(CN) — As climate change continues to melt Arctic sea ice, a new study on Wednesday suggests increasing ship traffic and seismic airgun blasts negatively impact the region’s narwhals.
In the study published in Science Advances, a team of international researchers set out to understand the marine impact of increasing human activity in the Arctic due to sea ice melt-offs. Activities like oil and gas exploration, fishing, tourism and shipping are altering the Arctic Ocean’s acoustic environment, they say, but especially in habitats of the region’s established narwhal.
Known for its long spiral horn, the narwhal is a medium-sized whale found in cold Arctic waters near Canada, Greenland and Russia. But due to the species’ unique habitat that is rapidly transforming — and no option to go elsewhere — researchers say the whale is especially sensitive to environmental changes — particularly ship traffic.
Previously, studies have found that low-frequency noises generated by shipping activities cause male humpback whales to reduce or cease communication. A similar finding for orcas spurred a 2019 lawsuit claiming that low-frequency noise alters the species’ feeding behavior, starving some to death.
In this study, researchers concluded that the same disturbance, alongside seismic airgun blasting, affects narwhal foraging and diving behavior.
To come to this conclusion, the team conducted an extensive controlled-sound study in East Greenland in 2017 and 2018, later combining tag data from six free-ranging male narwhals. The research, split into two parts, analyzed around 854 hours of the whales’ reactions to both ship noise and airgun pulses that were from less than one to 39 miles away and then ship noise alone from about one to 35 miles out.

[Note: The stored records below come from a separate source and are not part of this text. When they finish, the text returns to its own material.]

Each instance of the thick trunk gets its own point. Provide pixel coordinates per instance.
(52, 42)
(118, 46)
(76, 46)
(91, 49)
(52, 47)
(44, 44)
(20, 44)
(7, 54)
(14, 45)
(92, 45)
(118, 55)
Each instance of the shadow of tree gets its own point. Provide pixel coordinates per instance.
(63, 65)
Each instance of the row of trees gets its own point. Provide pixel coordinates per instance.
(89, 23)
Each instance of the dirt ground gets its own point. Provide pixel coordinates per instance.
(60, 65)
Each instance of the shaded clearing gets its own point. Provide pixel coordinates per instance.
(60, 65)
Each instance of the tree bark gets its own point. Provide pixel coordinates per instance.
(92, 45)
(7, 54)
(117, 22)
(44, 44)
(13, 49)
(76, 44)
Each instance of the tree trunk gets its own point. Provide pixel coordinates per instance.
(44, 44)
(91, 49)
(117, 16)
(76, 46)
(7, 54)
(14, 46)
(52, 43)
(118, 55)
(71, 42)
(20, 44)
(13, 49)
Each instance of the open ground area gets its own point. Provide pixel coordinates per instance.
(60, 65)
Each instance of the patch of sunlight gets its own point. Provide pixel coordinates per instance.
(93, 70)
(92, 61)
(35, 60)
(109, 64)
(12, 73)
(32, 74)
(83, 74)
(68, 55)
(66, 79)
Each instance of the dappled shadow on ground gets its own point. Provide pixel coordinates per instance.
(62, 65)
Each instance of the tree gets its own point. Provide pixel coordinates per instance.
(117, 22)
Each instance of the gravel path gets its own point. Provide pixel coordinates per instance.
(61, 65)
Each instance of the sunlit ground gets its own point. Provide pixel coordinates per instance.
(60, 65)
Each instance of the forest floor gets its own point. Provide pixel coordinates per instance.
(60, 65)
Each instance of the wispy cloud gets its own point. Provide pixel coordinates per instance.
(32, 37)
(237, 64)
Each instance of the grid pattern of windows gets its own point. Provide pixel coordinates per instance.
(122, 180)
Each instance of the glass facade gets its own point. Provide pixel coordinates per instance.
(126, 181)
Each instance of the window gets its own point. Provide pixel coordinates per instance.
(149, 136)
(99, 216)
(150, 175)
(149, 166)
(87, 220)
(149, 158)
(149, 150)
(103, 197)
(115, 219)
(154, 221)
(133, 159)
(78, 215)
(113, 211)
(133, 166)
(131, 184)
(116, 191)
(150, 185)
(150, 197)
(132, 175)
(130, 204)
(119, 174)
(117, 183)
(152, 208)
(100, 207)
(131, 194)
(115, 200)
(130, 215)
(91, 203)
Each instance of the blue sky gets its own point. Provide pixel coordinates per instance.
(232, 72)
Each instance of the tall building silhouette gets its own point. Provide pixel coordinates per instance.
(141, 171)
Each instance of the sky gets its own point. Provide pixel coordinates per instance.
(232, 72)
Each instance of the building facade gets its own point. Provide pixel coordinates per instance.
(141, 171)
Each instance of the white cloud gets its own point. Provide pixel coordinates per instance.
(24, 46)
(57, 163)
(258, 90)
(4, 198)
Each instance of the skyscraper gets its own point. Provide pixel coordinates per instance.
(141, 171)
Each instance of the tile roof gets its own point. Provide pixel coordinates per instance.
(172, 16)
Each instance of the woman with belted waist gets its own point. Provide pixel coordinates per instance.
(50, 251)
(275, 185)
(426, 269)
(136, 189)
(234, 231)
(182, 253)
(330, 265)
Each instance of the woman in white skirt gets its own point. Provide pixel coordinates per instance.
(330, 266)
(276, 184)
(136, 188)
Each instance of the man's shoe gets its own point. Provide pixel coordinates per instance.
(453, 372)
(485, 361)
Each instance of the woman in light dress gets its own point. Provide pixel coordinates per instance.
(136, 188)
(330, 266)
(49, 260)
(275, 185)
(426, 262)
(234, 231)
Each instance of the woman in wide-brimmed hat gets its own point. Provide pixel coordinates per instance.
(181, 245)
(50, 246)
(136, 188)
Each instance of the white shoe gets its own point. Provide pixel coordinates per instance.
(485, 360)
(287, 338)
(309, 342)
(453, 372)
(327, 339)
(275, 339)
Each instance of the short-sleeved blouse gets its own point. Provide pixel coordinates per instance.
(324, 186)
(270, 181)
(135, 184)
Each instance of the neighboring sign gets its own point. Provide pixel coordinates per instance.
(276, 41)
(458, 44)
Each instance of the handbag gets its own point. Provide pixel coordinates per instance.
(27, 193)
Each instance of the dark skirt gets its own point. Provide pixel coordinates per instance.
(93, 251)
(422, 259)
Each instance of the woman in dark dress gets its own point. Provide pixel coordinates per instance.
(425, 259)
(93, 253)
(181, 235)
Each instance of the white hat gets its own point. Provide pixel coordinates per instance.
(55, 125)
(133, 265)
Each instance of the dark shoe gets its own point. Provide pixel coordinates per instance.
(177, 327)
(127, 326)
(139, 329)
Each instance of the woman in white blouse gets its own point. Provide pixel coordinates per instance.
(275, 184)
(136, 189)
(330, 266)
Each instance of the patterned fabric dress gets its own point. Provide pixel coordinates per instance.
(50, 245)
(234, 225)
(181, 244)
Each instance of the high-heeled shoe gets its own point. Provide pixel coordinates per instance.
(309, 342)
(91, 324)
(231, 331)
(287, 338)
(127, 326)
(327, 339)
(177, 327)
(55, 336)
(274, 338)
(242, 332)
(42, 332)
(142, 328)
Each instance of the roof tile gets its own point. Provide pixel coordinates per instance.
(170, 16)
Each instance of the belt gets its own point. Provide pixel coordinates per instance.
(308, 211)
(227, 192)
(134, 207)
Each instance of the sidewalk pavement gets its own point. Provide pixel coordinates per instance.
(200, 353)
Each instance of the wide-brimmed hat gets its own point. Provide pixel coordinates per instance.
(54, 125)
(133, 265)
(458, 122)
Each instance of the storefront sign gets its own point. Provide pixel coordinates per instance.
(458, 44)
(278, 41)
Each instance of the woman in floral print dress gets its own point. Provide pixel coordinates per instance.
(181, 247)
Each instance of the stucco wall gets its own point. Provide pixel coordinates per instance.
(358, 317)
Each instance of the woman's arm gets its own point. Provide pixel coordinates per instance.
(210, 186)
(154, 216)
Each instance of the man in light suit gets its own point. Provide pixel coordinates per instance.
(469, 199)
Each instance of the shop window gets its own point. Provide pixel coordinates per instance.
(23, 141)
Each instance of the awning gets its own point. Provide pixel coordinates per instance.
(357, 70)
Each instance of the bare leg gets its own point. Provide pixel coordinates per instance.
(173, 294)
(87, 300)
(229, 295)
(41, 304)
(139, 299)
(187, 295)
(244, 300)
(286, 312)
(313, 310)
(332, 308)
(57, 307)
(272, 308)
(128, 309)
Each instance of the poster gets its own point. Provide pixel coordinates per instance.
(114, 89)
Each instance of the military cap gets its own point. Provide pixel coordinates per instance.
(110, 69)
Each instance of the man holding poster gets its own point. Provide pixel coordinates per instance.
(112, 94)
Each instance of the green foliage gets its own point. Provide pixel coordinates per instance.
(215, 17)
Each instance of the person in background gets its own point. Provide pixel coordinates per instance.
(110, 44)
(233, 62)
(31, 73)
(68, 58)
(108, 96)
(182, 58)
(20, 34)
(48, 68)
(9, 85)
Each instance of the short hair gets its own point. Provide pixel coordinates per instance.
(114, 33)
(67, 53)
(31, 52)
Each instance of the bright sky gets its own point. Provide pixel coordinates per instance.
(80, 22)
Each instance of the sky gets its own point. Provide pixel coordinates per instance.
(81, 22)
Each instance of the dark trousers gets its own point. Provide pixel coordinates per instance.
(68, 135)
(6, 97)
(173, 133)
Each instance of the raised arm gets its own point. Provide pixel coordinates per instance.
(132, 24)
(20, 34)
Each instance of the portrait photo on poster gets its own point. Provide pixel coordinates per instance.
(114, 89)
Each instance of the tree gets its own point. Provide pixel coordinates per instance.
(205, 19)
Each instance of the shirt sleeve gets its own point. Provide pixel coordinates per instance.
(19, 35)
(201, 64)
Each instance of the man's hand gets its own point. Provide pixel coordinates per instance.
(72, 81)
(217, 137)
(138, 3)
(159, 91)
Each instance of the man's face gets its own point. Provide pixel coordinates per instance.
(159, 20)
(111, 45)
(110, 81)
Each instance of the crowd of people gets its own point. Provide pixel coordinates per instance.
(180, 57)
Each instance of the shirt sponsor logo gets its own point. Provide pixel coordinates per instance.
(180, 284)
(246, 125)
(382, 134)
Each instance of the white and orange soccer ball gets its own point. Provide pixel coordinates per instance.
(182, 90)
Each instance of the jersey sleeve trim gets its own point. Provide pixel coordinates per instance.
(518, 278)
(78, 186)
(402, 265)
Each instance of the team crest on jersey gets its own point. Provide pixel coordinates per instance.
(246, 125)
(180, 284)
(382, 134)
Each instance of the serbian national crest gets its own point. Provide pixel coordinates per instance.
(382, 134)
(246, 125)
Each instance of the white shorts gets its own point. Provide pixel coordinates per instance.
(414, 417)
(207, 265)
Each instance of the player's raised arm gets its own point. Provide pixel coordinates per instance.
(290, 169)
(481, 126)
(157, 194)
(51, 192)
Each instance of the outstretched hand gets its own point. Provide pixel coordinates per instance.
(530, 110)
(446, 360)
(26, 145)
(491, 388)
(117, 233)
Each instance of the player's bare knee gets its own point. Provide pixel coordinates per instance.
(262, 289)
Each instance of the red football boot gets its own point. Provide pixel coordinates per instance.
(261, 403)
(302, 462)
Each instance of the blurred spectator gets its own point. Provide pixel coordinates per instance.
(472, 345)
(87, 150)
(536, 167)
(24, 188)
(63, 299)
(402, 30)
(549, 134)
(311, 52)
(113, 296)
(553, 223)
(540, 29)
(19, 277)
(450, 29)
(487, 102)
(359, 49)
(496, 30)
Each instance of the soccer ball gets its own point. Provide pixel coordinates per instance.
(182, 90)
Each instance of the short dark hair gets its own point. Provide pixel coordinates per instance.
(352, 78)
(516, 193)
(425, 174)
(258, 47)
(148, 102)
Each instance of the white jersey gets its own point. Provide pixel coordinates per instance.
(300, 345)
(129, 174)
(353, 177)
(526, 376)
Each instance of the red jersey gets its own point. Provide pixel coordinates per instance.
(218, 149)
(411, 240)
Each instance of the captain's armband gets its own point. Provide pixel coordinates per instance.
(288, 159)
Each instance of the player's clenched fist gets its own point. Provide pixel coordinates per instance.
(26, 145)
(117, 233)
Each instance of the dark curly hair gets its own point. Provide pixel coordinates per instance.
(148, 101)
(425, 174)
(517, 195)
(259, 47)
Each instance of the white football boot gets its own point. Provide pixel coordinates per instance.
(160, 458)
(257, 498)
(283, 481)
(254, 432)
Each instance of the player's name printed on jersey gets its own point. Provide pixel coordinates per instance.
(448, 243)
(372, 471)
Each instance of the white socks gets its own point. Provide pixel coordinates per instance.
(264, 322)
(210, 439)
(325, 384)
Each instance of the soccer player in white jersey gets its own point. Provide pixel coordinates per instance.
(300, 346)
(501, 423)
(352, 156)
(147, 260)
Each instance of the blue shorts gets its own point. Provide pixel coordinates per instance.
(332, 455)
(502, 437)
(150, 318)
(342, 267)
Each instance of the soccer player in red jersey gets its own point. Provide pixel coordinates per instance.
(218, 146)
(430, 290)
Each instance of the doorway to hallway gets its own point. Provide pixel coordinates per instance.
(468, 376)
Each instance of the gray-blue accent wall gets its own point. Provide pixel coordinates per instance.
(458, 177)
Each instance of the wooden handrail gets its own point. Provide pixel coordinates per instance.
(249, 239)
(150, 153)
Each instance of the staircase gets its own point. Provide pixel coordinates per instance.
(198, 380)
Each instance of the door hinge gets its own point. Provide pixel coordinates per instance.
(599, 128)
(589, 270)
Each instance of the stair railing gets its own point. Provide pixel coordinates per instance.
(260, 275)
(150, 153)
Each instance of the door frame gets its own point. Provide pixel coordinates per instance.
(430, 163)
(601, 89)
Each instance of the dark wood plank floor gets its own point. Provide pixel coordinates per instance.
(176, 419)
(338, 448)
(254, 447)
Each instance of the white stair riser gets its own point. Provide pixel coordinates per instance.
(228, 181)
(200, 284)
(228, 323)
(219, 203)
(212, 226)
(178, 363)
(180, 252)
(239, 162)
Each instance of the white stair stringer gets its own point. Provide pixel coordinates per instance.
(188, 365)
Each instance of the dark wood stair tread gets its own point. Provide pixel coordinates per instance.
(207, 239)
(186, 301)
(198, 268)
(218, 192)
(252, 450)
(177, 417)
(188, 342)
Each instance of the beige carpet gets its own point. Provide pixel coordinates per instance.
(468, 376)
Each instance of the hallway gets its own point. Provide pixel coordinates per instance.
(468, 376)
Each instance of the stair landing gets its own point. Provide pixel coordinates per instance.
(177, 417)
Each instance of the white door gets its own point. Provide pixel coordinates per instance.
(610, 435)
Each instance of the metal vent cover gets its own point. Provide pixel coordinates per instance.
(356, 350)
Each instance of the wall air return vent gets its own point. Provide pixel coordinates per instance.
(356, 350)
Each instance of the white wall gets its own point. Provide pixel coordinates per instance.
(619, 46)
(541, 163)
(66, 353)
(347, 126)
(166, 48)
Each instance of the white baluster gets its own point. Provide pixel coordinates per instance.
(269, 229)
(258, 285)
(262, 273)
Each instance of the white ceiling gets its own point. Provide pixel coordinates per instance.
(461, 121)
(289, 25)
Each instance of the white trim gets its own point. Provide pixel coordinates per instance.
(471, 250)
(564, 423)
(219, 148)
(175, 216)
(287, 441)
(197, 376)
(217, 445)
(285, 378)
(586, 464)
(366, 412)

The team found that the closer a narwhal is to a ship, the more sound disturbances inhibit the whales’ propensity to “buzzing” or making fast-clicking noises when close to food. The noises also lessened narwhal deep diving — a behavior also associated with foraging — and increased the number of medium dives when the sounds became louder.
“When exposed to either sound type, the whales changed their deep diving behavior by decreasing their propensity of initiating a deep dive while simultaneously reducing the mean target depth,” the researchers write, explaining that because buzzing is most common at between 984 and 1,969 feet, the change in diving behavior also led to reduced foraging activity.
“Instead of diving deep, narwhals increased the number of shallower dives during both sound exposure types, possibly to accommodate traveling to avoid the exposure,” the researchers added, later noting that the latter behavior is associated with lower energy intake, greater energy expenditure and insufficient dive recovery times.
Additional study finds included that the presence of airgun pulses made little difference to the whale’s responses compared to the ship alone — a worrisome sign considering that the Northern Passage and Northern Sea Route is expected to be ice-free by 2050. However, the researchers also pointed out that cetacean responses to human-made noise may be influenced by antipredator behavior, including the cessation of buzzing.
“Similarly, responses to both killer whales and the ship and airgun in another analysis of this dataset led narwhals to head for shore and to be transiting as opposed to feeding,” the researchers wrote, concluding that narwhal responses to both types of sound exposures in the study resemble their reactions to a predator.
Overall, the team said their study demonstrates that a relatively low-amplitude, short-term disturbance can potentially affect the entire spatial range of a local narwhal population. As such, the narwhal’s sensitivity to sound disturbances, with their limited adaptability in niche selection and high fidelity, makes the species less resilient to human activities.
“If healthy narwhal populations are to be maintained, then it will be increasingly important to carefully manage human activities in the Arctic,” the researchers wrote. “This could include prohibition of noise-generating human activities within important narwhal habitats.”